The Christian Way of Death
This transformation appears clearly in the ancient city of Rome. Like all major cities of the ancient world, Rome was surrounded by a wall. The pagans of the Roman world, like the ancient Jews, buried their dead outside the wall. With few exceptions, dead bodies were not permitted to remain within the city, for they were considered to be religiously impure and capable of polluting the temples to their gods and goddesses.
Wealthy families purchased plots of land outside the wall where they built massive tombs to bury generations of their dead. Even today, if you walk along the Appian Way (the ancient road from Rome to Appia), you can see the ruin of tombs from many rich families. These tombs were built as monuments honoring the deceased.
Every road out of Rome had an area lined with these tombs. This area was called a “necropolis.” Since “polis” means “city,” a Roman graveyard of tombs was literally a “city of the dead.” Romans cremated their dead and so the tombs contained urns of ashes.
At Rome, Christianity changed this way of death. Christians buried their dead not in a necropolis, but in a “cemetery.” This word comes from the Greek verb “koimao,” which means “to fall asleep.” This is related to the Biblical passage of 1st Thessalonians 4:13-17, which reads in part, “God will bring with him those who have fallen asleep….the dead in Christ will rise first.” On this Scriptural passage, Christian built a theology that saw the dead as “sleeping,” instead of being completely finished with life. So rather than cremate the bodies, Christians buried them as whole corpses, as if they were sleeping, so they would be ready to rise at the coming of Christ.
This theological shift had a practical consequence. Since the dead were “sleeping,” Christianity did not consider them impure, as did the pagan religions.
The most striking example of this shift came from Emperor Constantine in the early fourth century. The bones of St. Peter, who had been crucified in Rome, were buried in the necropolis to the west of the city. Constantine decided to build a cathedral over these remains to honor them. He constructed a massive church in the necropolis, which became the center of Christianity in Rome and to which large numbers of people came to worship, some on a religious basis and others as a pilgrimage.
Rome’s western necropolis thus changed from a pagan necropolis containing impure dead to a Christian cemetery containing pure “sleepers,” to a hallowed (or holy) site of the important Christian cathedral of St. Peter. Indeed, we could understand St. Peter’s as being sanctified by the relics of Peter, the Saint whom the cathedral honors, and it in turn sanctifying those buried within and near it.

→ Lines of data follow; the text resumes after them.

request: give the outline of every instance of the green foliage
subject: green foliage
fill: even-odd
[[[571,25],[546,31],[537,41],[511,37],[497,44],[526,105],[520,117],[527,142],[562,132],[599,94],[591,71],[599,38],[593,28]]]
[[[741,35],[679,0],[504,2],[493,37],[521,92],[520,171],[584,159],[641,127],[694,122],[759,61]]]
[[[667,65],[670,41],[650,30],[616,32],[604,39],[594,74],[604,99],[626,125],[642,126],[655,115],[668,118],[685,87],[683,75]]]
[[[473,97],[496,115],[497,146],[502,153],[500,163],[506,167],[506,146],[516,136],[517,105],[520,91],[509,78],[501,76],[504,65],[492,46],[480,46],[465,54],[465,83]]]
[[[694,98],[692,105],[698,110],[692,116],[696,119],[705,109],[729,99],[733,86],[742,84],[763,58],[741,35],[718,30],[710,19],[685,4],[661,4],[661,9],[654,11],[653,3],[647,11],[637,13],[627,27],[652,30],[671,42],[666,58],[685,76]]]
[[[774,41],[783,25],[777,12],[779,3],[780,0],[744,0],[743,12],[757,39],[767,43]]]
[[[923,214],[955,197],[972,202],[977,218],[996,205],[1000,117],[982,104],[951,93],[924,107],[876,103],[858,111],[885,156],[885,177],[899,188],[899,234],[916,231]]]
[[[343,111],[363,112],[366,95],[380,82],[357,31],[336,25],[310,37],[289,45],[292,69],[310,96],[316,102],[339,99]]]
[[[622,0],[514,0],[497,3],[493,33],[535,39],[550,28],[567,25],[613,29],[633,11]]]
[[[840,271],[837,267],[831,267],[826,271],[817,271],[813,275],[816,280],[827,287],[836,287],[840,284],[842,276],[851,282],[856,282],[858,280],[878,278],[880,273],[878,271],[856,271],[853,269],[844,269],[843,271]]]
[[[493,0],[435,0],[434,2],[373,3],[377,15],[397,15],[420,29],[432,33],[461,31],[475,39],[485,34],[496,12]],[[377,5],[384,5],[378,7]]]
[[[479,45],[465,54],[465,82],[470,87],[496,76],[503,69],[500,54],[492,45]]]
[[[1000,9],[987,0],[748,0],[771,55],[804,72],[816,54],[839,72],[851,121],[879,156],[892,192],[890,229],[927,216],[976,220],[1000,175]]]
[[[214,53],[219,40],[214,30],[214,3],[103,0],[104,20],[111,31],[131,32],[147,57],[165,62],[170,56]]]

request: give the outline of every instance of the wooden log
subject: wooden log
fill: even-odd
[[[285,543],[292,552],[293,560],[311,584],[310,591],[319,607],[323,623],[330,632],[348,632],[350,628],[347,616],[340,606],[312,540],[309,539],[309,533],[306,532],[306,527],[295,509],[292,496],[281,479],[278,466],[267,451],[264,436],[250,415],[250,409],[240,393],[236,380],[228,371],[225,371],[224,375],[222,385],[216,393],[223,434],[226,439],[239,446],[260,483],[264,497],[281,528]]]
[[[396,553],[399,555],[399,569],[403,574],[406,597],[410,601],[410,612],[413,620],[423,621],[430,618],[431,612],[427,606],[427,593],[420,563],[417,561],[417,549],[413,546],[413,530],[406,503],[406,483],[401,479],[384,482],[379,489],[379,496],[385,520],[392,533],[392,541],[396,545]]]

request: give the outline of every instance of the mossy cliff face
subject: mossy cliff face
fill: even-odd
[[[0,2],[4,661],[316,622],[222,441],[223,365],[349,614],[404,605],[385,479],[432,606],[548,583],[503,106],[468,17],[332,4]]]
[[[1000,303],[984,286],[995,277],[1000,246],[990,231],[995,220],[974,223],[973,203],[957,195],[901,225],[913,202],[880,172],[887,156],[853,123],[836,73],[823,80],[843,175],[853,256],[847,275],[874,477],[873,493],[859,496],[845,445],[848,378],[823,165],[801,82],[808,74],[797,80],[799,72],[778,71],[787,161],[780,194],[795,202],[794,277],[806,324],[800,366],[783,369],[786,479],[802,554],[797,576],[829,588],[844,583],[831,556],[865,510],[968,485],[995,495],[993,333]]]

As Christianity supplanted polytheism in the city of Rome, St. Peter’s and other churches and cathedrals were incorporated into the growing metropolis. The cemeteries and tombs associated with those institutions became part of the city as well. The dead were no longer excluded from the city, but became a key part of it. Over the coming centuries, this new Christian way of death would spread across the Empire, Christian Europe, and beyond.